Thanks for the comments.. more below.
On 9/4/19 11:48 PM, David Sterba wrote:
On Tue, Mar 19, 2019 at 06:00:19PM +0800, Anand Jain wrote:
RFC patch as of now, appreciate your comments. This patch set has
been tested.
Function call chain __btrfs_map_block()->find_live_mirror() uses
thread pid to determine the %mirror_num when the mirror_num=0.
The pid based mirror_num extrapolation has following disadvantages
. A large single-process read IO will read only from one disk.
Please note that the pid refers to the metadata kernel threads that
submit the IO, so on average the IO is serviced by different threads
with random PID. In the end it gets distributed over multiple drives.
But it's nott ideal, no argument about that.
ok.
. In a worst scenario all processes read accessing the FS could have
either odd or even pid, the read IO gets skewed.
. There is no deterministic way of knowing/controlling which copy will
be used for reading.
. May see performance variations for a given set of multi process
workload ran at different times.
So we need other types of readmirror policies.
This patch introduces a framework so that we can add more policies, and
converts the existing %pid into as a configurable parameter using the
property. And also provides a transient readmirror mount option, so that
this property can be applied for the read io during mount and for
readonly FS.
I think the mirror selection by pid was a temporary solution (that
stuck, as it always happens). On average it does not work bad. Once we
have a better way then it can be dropped. So I'm not convinced it needs
to be one of the configuration options.
Ok. Thanks for confirming, we could replace pid with something better,
as of now we have devid-based and device-qdepth based, IMO qdepth based
should be default as I commented in the respective patch.
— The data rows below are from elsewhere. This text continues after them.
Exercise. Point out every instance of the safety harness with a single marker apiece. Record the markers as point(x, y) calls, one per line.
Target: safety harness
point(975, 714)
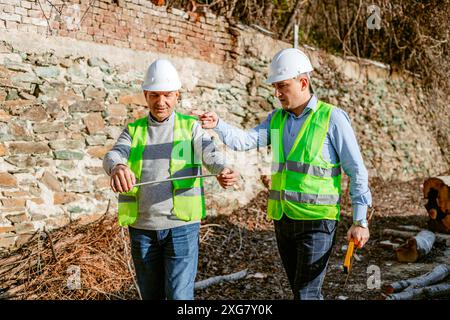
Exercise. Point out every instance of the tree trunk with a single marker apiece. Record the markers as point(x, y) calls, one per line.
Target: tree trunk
point(437, 191)
point(440, 238)
point(438, 274)
point(438, 290)
point(416, 247)
point(291, 20)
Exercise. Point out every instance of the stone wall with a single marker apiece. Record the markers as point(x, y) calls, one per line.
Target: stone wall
point(135, 24)
point(64, 101)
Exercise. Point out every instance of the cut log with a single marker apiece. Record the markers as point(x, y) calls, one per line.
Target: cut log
point(437, 191)
point(438, 274)
point(210, 281)
point(416, 247)
point(440, 237)
point(435, 291)
point(388, 244)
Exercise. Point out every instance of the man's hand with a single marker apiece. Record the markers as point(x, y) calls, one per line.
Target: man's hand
point(227, 178)
point(209, 120)
point(359, 234)
point(122, 179)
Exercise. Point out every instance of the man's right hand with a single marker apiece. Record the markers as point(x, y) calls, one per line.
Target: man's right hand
point(209, 120)
point(122, 179)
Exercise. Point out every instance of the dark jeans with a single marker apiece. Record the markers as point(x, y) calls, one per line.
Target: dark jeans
point(305, 247)
point(166, 261)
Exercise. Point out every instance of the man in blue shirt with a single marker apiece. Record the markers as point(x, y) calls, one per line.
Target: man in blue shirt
point(305, 243)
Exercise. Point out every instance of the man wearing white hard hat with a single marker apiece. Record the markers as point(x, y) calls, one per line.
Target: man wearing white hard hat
point(164, 217)
point(311, 142)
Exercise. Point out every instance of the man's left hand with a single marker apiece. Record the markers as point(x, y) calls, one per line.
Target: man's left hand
point(359, 234)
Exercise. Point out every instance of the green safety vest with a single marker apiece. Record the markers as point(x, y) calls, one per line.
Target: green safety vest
point(304, 186)
point(188, 195)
What exactly do you mean by 'transient'? I see that it could be needed
for mount or read-only, though I don't see the usefulness of that.
I mean to say does not persist across reboot. To override the
original setting lets say device-qdepth based, but momentarily
to avoid known read errors from a disk.
For example:
btrfs property set <mnt> readmirror pid
btrfs property set <mnt> readmirror ""
btrfs property set <mnt> readmirror devid<n>
mount -o readmirror=pid <mnt>
mount -o readmirror=devid<n> <mnt>
Please note:
The property storage is an extented attributes of root inode
(BTRFS_FS_TREE_OBJECTID), the other choice is a new ondisk KEY,
which is open for comments.
A new key type is not going to be allocated for that, the extended
attributes for properties are there. Another question is where to attach
the property as this is a whole-filesystem property, we don't have an
example to follow so far.
Ok no key.
Yep its a whole filesystem property. As of now it goes to the root
inode as an extended attribute. I find it reasonable.
This patch uses the unused btrfs_device::type, and does not use the
bitwise ops because as type is u64 and bitwise ops need u32, so we
need 32bits of the btrfs_device::type. Which is a kind of messy.
Its open for suggestion for any better way.
For a prototype and early testing, using the type is probably ok, but
I don't think it's right for permanent storage. Besides I'm sure that
the u64 will not suffice in the long run.
Hmm.. I don't know. I thought
<upper 32 bits> for disk groups
<lower 32 bits> for disk types
should suffice. Not too sure what I am missing.
Thanks, Anand.